Et pourtant, à 68 ans, le natif de Beauvais tient les manettes depuis longtemps. Professeur certifié d'histoire-géo de 1963 à 1979, il devient en 1973 l'indéboulonnable premier secrétaire de la fédération du Pas-de-Calais, qu'il dirige jusqu'en 1997. Parti s'installer à Boulogne-sur-Mer il y a dix ans, il fait et défait les rois aujourd'hui encore dans le bassin minier. Pierre Ferrari, opposant à Marine Le Pen aux municipales 2008, l'a appris à ses dépens en briguant à la hussarde l'investiture du PS. «Certains croient que tout leur est dû alors qu'il n'ont rien démontré. Ils n'auront rien», avait persiflé Daniel Percheron, un poil mitterrandien.

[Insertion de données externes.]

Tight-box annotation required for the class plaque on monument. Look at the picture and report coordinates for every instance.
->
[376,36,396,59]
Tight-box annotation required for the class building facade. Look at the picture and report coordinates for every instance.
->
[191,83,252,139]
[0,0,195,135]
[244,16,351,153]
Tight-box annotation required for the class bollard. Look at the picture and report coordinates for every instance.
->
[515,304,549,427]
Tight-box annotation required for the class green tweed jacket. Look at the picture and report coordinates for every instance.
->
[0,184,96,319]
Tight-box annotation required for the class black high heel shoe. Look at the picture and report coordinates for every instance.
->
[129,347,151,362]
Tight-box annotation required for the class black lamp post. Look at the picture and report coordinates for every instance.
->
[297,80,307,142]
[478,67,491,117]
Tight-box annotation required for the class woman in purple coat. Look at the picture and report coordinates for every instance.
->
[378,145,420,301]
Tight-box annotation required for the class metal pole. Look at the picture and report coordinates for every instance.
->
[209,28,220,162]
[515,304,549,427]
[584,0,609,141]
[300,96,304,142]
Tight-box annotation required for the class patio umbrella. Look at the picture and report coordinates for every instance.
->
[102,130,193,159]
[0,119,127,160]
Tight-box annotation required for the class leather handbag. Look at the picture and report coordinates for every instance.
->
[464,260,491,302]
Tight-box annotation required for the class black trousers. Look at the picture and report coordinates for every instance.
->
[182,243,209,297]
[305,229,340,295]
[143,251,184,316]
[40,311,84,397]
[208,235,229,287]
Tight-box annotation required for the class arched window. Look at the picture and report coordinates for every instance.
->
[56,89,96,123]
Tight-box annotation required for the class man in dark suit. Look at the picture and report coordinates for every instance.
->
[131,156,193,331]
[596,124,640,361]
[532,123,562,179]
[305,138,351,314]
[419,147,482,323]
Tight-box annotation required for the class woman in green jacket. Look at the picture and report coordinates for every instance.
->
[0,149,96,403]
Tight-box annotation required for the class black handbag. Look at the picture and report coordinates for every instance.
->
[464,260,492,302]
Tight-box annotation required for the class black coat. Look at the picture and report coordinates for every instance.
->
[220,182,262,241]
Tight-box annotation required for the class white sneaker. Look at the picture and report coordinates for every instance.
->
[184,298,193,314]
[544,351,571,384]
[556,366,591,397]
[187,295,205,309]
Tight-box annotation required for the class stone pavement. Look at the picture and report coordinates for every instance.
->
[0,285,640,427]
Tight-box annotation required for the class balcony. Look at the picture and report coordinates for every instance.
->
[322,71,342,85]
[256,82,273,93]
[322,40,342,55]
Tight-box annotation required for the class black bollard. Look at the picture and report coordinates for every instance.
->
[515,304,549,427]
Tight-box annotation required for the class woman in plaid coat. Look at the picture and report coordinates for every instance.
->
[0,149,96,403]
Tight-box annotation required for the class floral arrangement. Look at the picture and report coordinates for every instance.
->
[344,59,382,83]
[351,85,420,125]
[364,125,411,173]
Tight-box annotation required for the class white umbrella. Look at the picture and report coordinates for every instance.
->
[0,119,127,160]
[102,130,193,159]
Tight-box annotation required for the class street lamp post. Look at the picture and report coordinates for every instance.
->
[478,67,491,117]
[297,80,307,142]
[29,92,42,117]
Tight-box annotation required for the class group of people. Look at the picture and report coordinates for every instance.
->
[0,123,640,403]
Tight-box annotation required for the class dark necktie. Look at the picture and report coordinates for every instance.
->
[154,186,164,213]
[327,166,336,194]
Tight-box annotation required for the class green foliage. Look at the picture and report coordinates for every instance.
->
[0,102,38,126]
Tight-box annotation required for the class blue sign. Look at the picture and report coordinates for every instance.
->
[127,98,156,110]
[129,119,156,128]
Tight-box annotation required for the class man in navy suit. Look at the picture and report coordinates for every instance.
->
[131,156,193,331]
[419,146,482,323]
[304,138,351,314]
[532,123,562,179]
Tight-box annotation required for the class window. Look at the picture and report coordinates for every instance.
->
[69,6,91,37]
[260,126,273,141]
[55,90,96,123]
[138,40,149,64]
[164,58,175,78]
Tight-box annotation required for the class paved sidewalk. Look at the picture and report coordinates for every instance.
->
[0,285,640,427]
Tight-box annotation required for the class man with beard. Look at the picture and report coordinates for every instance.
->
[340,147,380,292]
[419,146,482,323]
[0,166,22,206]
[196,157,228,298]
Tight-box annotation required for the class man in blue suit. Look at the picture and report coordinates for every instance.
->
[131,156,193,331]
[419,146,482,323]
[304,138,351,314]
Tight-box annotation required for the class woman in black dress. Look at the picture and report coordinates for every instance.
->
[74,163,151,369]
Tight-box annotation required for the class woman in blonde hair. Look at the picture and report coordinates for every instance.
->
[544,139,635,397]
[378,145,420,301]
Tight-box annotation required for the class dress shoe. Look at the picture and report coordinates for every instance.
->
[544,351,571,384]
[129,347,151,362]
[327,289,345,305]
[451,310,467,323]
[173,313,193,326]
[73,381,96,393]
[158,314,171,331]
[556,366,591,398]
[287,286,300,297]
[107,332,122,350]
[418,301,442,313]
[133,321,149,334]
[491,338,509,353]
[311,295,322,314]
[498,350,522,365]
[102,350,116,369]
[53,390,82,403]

L'homme n'a jamais accepté le poste ministériel qui lui tendait les bras dans les années 1980%u2009: Daniel Percheron préfère démontrer que convaincre. Seul à la tribune, ses discours sont brillants, ce dont convient même Valérie Létard. « Mais en débat, on ne le voit pas. Et face à Marine Le Pen, il ne réagit pas, ce qui est une erreur », pense la secrétaire d'Etat. En bon socialiste d'Epinay, Daniel Percheron préfère en réalité débattre avec la gauche qu'avec la droite. Au conseil régional, il a trouvé son bonheur.